To be clear, I don’t know the existing literature on this particular AI/ML application and I also don’t know what research Walden and Google have conducted or are conducting. That question wasn’t asked in the recorded Q&A. More generally, this is another danger with AI/ML. Because the tech is so dazzling and there’s so much talk about data, it’s easy to assume that we know how well the innovation works with learners. But we can’t be sure until we’ve conducted multiple well-designed experiments at scale. For the same reason that AI/ML can speed up drug discovery but drug approval is still slow, we can’t responsibly implement new AI/ML EdTech as fast as it is developed.
Anyway, these are the mainstream applications that I’m aware of for courseware. More cutting-edge applications exist in niches where there is money to spend on VR, movement tracking, and other tech that is too expensive to be mainstream at the moment. I won’t cover these in this post other than to acknowledge that they exist.
A couple of other examples
Of course, courseware is far from the only application of AI/ML in EdTech. Chatbots are used quite a bit, though they are usually designed using AI/ML technologies that are quite different from the one I described in my previous post. For example, many use an algorithm closer to (or identical to) the one in Amazon’s Alexa. It’s not trying to have a conversation with you. It’s just trying to interpret what you’re asking for. As described to me by the co-founder of Mainstay (formerly known as AdmitHub), a student who needs financial aid may express that need to the chatbot as “I need money.”

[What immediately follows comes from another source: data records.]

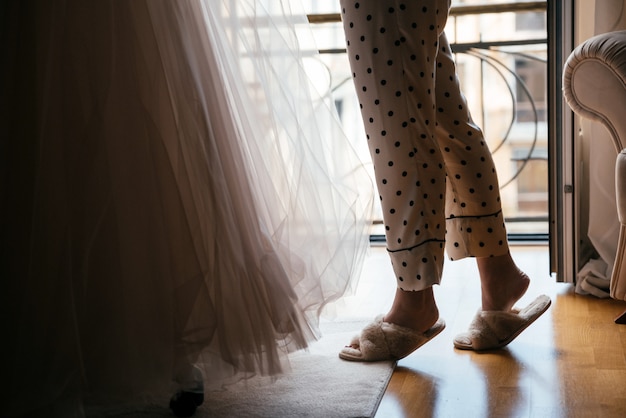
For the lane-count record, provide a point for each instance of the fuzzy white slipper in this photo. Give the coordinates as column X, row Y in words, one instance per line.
column 385, row 341
column 491, row 330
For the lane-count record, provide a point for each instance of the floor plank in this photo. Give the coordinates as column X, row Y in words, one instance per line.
column 570, row 363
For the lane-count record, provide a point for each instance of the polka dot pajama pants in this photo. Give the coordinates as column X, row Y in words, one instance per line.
column 434, row 172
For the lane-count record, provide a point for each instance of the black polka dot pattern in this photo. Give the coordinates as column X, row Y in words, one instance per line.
column 434, row 173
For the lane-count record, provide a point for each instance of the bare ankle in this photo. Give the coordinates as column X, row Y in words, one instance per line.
column 415, row 310
column 502, row 283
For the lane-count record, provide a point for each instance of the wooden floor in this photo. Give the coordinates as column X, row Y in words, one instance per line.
column 570, row 363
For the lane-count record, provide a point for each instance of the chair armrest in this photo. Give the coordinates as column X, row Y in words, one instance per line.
column 594, row 83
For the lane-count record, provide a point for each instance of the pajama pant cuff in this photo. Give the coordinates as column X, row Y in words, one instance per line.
column 476, row 236
column 420, row 267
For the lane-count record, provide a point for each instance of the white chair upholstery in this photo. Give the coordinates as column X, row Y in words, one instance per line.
column 594, row 86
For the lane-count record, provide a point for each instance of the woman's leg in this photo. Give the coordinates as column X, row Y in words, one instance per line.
column 474, row 223
column 392, row 47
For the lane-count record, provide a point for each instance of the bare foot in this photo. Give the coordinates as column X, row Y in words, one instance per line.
column 502, row 282
column 414, row 310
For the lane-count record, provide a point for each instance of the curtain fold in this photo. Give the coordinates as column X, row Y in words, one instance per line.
column 175, row 192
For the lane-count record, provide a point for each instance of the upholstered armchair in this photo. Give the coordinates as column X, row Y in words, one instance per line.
column 594, row 86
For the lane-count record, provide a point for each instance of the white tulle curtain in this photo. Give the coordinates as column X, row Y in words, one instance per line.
column 317, row 200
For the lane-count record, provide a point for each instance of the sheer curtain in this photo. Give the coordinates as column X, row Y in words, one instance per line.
column 174, row 190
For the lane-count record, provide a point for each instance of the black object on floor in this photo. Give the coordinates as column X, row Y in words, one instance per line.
column 184, row 404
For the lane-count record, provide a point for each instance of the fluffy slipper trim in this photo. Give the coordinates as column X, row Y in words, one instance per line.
column 381, row 341
column 491, row 330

On the back end, the answer returned by a chatbot may be as simple as an automated FAQ or use some other AI/ML techniques to provide a more tailored and conversational experience. I’m not sure what Mainstay does at this point—the product evolves, as products do—but the company has conducted multiple randomized controlled trials (in collaboration with university customers like Georgia State) demonstrating that they can help students navigate the college enrollment process.
Then there’s conversational analysis. One example I like, partly because it integrates into real-time videoconferencing and partly because I know and trust the founder, is Riff Analytics. Riff plugs into video conferencing software and provides real-time and after-the-fact metrics like who is talking the most, who is interrupting, whose comments are getting the most affirmation, and so on. If you think about that last metric—who is getting the most affirmation—you can easily see that multiple AI/ML techniques must be in play. First, the speech has to be converted to text. Then it must be analyzed for sentiment. (When I say “must,” that means I’m making an educated guess.)
From here, it would be easy to go down the rabbit hole and talk about, for example, how my friends at Discourse Analytics are improving nudges. AI/ML techniques in EdTech are far more pervasive, varied, and rapidly developing than is visible on the surface.
And that’s fine. These are tools. They are not automatically good or bad. The trick is in how you use them. Here’s my advice:
- Carrying over a point from my previous blog post, don’t assume your intuitions about your AI/ML application that you gleaned from early results will prove accurate once you try to scale. This tech can be deceiving.
- Think hard about innovative ways to include humans in the loop. These new technologies bring with them the requirement and the opportunity to radically rethink how we work together, including how we work on learning design together.
- Don’t assume that data from your product’s analytics satisfies the high standard of proof we should require before putting new technologies in front of learners. Follow the research and, when necessary or possible, conduct your own. Once again, this is an opportunity for us to innovate in how we work together.